SAS, which posted a first-quarter loss, said it still hoped to be in the black this year though recent fuel price increases made this more challenging.
EasyJet shares in London were 5.8 per cent up, while SAS shares in Stockholm were 3.7 per cent lower at 1019 GMT.
Fuel accounts for up to a third of an airline's operating cost, and a steep price rise could hurt the industry's efforts to recover from the global financial crisis, particularly given that it often operates on notoriously narrow margins.
International oil prices hit a 2-1/2 year high last month as unrest spread in North Africa and the Middle East and fanned concerns supply could be disrupted.
Brent crude has risen 20 per cent so far this year, with a barrel for June delivery now costing around $112, while U.S. crude is still hovering around the $100 per barrel.
The impact of rising oil prices has been compounded by challenging trading conditions in Europe, where retailers have issued profit warnings as inflation, unemployment and fears of higher interest rates hit consumer confidence.

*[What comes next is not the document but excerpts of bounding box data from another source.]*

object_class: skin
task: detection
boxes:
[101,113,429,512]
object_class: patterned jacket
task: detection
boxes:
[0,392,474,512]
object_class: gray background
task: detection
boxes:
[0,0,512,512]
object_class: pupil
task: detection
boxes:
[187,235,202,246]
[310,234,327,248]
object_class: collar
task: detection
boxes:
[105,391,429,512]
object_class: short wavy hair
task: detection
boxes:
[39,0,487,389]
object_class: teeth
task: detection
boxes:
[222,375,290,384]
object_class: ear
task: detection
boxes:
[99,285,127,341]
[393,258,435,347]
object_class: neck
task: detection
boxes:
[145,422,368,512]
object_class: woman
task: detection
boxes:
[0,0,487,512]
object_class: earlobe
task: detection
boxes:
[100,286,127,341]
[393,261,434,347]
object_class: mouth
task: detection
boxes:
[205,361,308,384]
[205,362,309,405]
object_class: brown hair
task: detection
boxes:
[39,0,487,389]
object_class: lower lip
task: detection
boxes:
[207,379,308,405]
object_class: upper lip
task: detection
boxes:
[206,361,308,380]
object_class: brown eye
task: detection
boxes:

Europe's biggest tour operators TUI Travel and Thomas Cook have both given downbeat assessments of the mood of U.K. consumers this week, with Thomas Cook warning its U.K. performance would be worse this year than in 2010.
"The macro-economic environment remains challenging for all airlines as weak consumer confidence across Europe slows the rate at which higher fuel prices and increased taxation can be passed on to passengers," said easyJet chief executive officer Carolyn McCall.